Machourina se détourna légèrement, en se mordant la lèvre. Ostrodoumof grommela : Enfin ! »

Pakline se rapprocha de Néjdanof.

« Qu’est-ce qui t’arrive, Alexis Dmitritch, Hamlet russe ? Quelqu’un t’a-t-il mis en colère ? ou bien es-tu tombé comme ça tout seul dans la mélancolie ?

— Laisse-moi la paix, Méphistophélès ! répondit Néjdanof avec impatience. Je n’ai pas le temps d’aiguiser avec toi des platitudes. »

Pakline se mit à rire.

« Tu ne t’exprimes pas correctement, mon cher : ce qui est aigu n’est pas plat ; ce qui est plat ne peut pas être aigu.

— C’est bon, c’est bon… tu as de l’esprit, nous le savons.

— Et toi, tu as les nerfs détraqués, répliqua lentement Pakline. Est-ce que, vraiment, il te serait arrivé quelque chose d’extraordinaire ?

— Il ne m’est rien arrivé d’extraordinaire ; il m’est arrivé qu’on ne peut plus mettre le nez dehors, dans cette ignoble ville, sans se heurter à quelque bassesse, à quelque sottise, à quelque absurde injustice, à quelque stupidité ! Il n’y a plus moyen de vivre ici.

— Voilà pourquoi tu as fait annoncer dans les journaux que tu cherches une place et que tu consentirais à quitter Pétersbourg ? grommela encore Ostrodoumof.

— Certainement, je partirai, et avec bonheur ! si seulement je trouvais quelqu’un d’assez bête pour me proposer une place !

— Avant tout, il faut remplir son devoir « ici ! » dit Machourina d’un ton significatif, mais sans cesser de détourner les yeux.

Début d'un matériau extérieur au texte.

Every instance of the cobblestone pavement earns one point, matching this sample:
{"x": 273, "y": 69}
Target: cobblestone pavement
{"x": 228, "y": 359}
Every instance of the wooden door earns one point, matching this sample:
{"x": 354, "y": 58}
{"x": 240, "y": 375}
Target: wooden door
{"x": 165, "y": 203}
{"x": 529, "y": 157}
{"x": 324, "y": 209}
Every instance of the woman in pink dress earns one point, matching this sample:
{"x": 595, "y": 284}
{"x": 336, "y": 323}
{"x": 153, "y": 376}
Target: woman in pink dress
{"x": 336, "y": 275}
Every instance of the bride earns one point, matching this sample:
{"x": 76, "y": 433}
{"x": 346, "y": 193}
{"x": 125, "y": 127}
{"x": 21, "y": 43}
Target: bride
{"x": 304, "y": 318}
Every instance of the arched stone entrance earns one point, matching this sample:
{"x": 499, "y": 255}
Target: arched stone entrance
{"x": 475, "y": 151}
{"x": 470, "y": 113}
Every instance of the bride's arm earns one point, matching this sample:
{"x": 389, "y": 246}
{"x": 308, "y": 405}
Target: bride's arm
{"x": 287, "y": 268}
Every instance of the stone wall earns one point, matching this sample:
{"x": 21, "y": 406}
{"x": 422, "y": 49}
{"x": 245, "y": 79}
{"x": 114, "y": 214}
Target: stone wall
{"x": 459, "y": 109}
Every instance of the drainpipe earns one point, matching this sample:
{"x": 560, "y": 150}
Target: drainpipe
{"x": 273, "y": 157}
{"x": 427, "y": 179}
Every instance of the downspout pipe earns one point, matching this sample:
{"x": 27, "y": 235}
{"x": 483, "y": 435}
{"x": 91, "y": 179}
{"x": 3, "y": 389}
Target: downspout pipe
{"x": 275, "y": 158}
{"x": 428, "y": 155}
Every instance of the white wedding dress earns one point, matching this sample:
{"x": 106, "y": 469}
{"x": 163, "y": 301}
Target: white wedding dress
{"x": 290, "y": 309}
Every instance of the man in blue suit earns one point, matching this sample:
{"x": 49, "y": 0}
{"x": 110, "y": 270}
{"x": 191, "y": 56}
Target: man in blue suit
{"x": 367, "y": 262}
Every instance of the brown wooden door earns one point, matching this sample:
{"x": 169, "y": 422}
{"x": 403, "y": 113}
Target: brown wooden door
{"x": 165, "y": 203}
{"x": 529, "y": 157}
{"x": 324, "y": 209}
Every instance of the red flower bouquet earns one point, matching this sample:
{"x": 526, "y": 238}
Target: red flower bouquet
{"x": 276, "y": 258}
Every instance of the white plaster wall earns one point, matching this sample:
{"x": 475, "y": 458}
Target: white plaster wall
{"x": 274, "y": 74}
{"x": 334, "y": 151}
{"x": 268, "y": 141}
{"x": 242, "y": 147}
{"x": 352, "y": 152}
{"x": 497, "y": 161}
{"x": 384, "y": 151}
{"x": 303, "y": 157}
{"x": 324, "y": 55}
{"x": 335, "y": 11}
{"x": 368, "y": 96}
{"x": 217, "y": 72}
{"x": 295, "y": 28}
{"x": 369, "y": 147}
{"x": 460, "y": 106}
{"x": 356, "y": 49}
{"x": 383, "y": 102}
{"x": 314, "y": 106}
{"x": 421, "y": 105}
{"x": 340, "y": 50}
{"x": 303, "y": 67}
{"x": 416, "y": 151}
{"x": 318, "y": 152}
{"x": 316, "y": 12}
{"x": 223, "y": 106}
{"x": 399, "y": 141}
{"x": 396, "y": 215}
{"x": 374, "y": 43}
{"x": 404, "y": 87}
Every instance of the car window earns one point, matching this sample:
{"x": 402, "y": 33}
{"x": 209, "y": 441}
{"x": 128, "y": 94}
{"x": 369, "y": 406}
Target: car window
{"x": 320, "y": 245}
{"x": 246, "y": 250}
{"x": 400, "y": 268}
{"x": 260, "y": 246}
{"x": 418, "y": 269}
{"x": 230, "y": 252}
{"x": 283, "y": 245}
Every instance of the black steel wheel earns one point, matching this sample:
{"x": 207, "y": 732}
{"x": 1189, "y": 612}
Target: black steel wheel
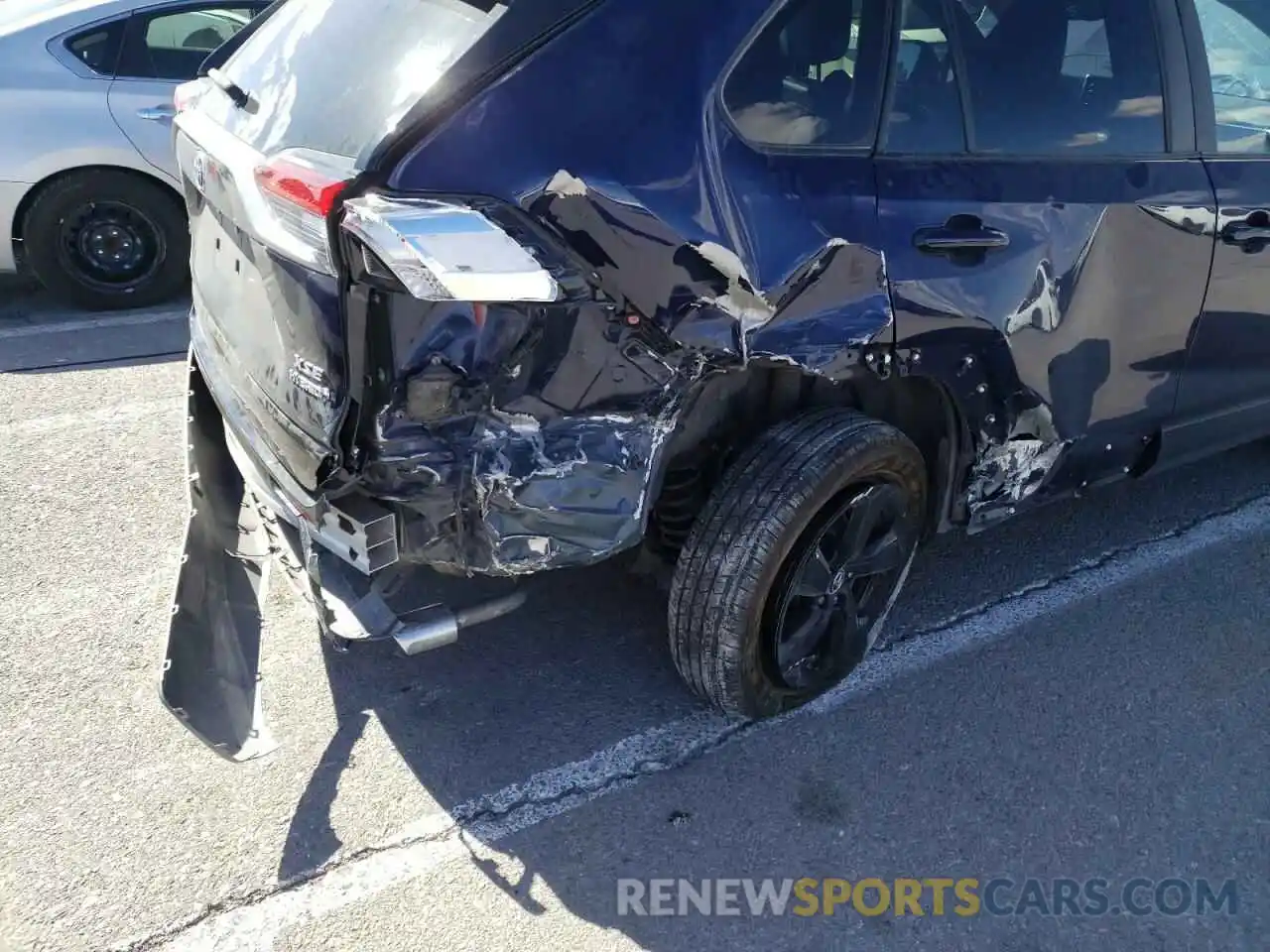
{"x": 793, "y": 566}
{"x": 107, "y": 240}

— C’est-à-dire ? » demanda Néjdanof, en faisant volte-face.

Machourina serra les lèvres.

« Ostrodoumof vous l’expliquera, » dit-elle enfin.

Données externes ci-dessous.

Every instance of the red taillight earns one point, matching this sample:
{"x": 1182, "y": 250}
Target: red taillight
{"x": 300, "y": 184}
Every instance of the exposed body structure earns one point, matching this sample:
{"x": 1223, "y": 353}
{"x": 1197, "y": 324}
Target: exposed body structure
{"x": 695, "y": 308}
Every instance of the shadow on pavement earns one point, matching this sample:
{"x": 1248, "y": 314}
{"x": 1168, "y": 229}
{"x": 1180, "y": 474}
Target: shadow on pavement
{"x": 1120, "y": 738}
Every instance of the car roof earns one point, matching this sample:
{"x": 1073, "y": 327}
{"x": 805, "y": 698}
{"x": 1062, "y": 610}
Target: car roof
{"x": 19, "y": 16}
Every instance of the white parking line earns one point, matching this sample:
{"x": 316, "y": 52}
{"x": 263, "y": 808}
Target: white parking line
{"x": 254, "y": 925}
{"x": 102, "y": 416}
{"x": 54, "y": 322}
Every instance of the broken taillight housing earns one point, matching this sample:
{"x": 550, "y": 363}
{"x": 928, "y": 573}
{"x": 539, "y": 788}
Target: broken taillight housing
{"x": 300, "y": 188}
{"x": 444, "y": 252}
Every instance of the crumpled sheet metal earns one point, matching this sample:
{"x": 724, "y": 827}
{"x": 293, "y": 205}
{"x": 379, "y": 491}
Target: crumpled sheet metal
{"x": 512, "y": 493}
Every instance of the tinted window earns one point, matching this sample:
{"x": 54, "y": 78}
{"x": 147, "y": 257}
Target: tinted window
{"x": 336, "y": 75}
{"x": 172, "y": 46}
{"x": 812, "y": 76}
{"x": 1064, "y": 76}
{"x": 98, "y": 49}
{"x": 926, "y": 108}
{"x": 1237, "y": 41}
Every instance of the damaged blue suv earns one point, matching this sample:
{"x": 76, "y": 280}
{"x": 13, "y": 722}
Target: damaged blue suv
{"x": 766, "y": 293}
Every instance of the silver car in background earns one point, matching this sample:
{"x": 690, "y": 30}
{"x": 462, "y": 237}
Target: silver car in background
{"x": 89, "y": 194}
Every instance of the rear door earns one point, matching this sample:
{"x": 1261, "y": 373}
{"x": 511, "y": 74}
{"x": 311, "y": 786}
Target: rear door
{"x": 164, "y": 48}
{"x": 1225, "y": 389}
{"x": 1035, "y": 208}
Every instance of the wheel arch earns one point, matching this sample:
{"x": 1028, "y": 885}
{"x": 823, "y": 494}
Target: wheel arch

Néjdanof se tourna vers Ostrodoumof. Mais celui-ci toussa et dit seulement :

«  Plus tard.

— Voyons, sérieusement, reprit Pakline, est-ce que tu aurais appris quelque chose… de désagréable ? »

Néjdanof bondit de son lit, comme poussé par un ressort.

« Eh ! quel désagrément te faut-il encore ? s’écria-t-il à tue-tête. La moitié de la Russie meurt de faim, la Gazette de Moscou triomphe, on introduit chez nous le classicisme, on interdit aux étudiants les caisses de secours ; — partout l’espionnage, l’oppression, la dénonciation, le mensonge et la fausseté ; — on ne peut plus faire un pas… Et tout cela ne lui suffit plus ! Il lui faut encore quelque désagrément nouveau ! Il me demande si je parle sérieusement !…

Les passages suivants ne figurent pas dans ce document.